Security Week 45: Something About Bluetooth Vulnerabilities

    The time has come to correct a three-week error in the numbering of digests put at the very beginning of this year. Therefore, today's release is a little leap, and it is devoted to vulnerabilities affecting the Bluetooth wireless interface. Three significant studies of this topic have been noted over the past year, but even the most extensive BlueBorne vulnerability series has not caused such a resonance as, say, the HeartBleed vulnerability .

    Taken together, these studies are of particular interest, since we are talking about an unexpected attack vector, which in some cases allows you to completely circumvent the local area network of the enterprise or the security system of the client device. It is enough to get closer to the devices for a relatively small distance, or to have a good antenna. The most interesting in this context is the most recent vulnerability found in Bluetooth-equipped wireless access points.

    A vulnerability in Texas Instruments' Bluetooth Low Energy modules was found by Armis ( news , research ). According to the established tradition, a name was invented for it - Bleedingbit - and a logo.

    These chips can be used to extend the functionality of wireless Wi-Fi access points from manufacturers such as Cisco, Meraki and Aruba. As a rule, the Bluetooth Low Energy module is used to identify user devices — for example, to optimize a wireless network, for advertising and marketing purposes, or to track equipment movements. A total of two vulnerabilities were discovered. The first (CVE-2018-16986, susceptible to a number of Cisco and Meraki devices) causes a buffer overflow by sending a prepared data packet via Bluetooth, with further interception of control over the device.

    The second vulnerability (CVE-2018-7080) affects only Aruba devices (for example, access point 203R). There you can remotely use the firmware update system of the Bluetooth chip, which should normally be disabled. In fact, it is not always disabled, as access to the device via the diagnostic interface is not always blocked. At Aruba access points, a firmware update is possible after entering the password, but it turned out to be the same for all devices in the series.

    Let's return to the first vulnerability. An attack based on it uses Bluetooth advertising packages. This functionality can be used for advertising or informational purposes and involves the exchange of data without authorization of devices. Data can be sent by a fixed access point, or it can be collected from customers. It is the collection process that is exploited in the intended attack. It can be used, for example, to identify customers in a store who have a certain application installed on their smartphone. In general, this is such an unobvious functionality that, as it has now become known, may have applications that are unexpected for both clients and companies owning the infrastructure. An article on the ArsTechnica website states that even in the context of this vulnerability there is still something to dig, although the original problem has already been fixed by the manufacturer of the Bluetooth chip.

    And what else happened on the subject of Bluetooth vulnerabilities? The most serious problem was discovered in September last year by the same company Armis Labs. The BlueBorne vulnerability series (a study in PDF ) was found in the Bluetooth protocol, which means that the vast majority of Bluetooth devices were affected if not all: Windows, and Android, and iOS, and Linux (and Tizen, if someone is interested).

    On Linux, it was necessary to update both the BlueZ stack and the kernel itself (subject to versions 2.6.32–4.14).

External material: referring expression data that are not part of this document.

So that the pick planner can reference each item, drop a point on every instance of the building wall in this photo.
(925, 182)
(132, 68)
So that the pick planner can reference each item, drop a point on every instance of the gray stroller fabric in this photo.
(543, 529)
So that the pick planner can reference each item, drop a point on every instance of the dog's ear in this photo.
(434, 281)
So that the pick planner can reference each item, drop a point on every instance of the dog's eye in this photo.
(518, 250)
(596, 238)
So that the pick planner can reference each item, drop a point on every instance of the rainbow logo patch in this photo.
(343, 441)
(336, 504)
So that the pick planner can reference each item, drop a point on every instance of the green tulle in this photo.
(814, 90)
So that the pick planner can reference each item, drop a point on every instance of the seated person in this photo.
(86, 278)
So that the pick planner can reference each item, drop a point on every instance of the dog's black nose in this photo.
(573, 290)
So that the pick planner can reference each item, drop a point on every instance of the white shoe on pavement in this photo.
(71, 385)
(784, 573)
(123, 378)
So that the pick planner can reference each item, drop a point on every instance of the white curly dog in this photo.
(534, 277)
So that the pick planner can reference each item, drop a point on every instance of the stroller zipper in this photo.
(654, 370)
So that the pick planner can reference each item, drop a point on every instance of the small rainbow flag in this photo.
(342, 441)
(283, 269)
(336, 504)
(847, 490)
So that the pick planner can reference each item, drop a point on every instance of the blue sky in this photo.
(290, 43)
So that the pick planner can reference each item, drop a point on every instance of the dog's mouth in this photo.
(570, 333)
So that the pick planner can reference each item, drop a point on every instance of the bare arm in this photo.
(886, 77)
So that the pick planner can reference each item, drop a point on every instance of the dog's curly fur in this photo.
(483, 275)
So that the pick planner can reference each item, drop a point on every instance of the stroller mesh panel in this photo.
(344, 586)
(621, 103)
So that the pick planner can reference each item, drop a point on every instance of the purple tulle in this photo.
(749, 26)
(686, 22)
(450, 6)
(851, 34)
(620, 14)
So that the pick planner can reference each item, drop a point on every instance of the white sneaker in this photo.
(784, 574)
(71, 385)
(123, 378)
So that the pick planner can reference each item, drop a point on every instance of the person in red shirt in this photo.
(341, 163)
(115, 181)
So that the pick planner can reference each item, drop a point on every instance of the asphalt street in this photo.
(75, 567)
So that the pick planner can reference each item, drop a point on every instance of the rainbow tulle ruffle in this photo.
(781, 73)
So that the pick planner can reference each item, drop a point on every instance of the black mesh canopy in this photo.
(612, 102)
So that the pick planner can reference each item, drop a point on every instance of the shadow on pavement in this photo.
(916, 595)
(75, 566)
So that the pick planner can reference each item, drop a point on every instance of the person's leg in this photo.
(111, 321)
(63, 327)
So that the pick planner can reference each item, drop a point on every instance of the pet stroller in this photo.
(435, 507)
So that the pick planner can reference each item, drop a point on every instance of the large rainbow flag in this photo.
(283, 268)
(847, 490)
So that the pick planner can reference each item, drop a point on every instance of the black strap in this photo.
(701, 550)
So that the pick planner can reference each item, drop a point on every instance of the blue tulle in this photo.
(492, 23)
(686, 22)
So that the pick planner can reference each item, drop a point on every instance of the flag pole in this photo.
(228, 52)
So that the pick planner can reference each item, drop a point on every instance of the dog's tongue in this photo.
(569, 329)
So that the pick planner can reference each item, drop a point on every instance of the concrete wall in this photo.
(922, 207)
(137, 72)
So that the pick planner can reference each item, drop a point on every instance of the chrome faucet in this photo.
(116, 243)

The attack, as usual, should be aimed at a specific device, but it is possible even if the module is not available for detection. In the context of Android, as shown in the video above, you can take control of the device or use one of the vulnerabilities to conduct a Man-In-The-Middle attack. In almost all cases, vulnerabilities lead to partial data leakage from the device’s RAM. In September of this year, according to Armis Labs, more than two billion devices (of the initial five, or eight billion) remained vulnerable.

    Finally, in July of this year, researchers from Israel found ( news , more) Vulnerability in data encryption protocol. This is a typical scientific study: the problem was in the mechanism of checking the elliptic curves used to encrypt the transmitted data. More precisely, in the absence of this verification itself, which theoretically allows for a Man-In-The-Middle attack. An attack is possible in the process of establishing a connection between two devices: an attacker can intervene in this process and introduce an incorrect encryption key with subsequent interception of data.

    According to the results of all three studies, BluBorne’s vulnerabilities represent the most serious danger, but practical cyber attacks have not been reported here. Perhaps because even a “simple” scenario requires the presence of the victim’s Bluetooth module in the coverage area, while there are plenty of ways to attack devices remotely. Meanwhile the very firstthe virus for smartphones , even in the absence of a permanent connection of devices to the network, used just Bluetooth technology for distribution. There are still a few more errors in the code, and we may face a mass attack spreading through the airborne path between mobile devices, without using the Internet at all. And we may not encounter it, but it’s worthwhile to continue monitoring the Bluetooth vulnerabilities. As with complex Specter / Meltdown attacks, the spectrum of threats using a Bluetooth connection has not yet been fully determined.

    Disclaimer: The opinions expressed in this digest may not always coincide with the official position of Kaspersky Lab. Dear editors generally recommend to treat any opinions with healthy skepticism.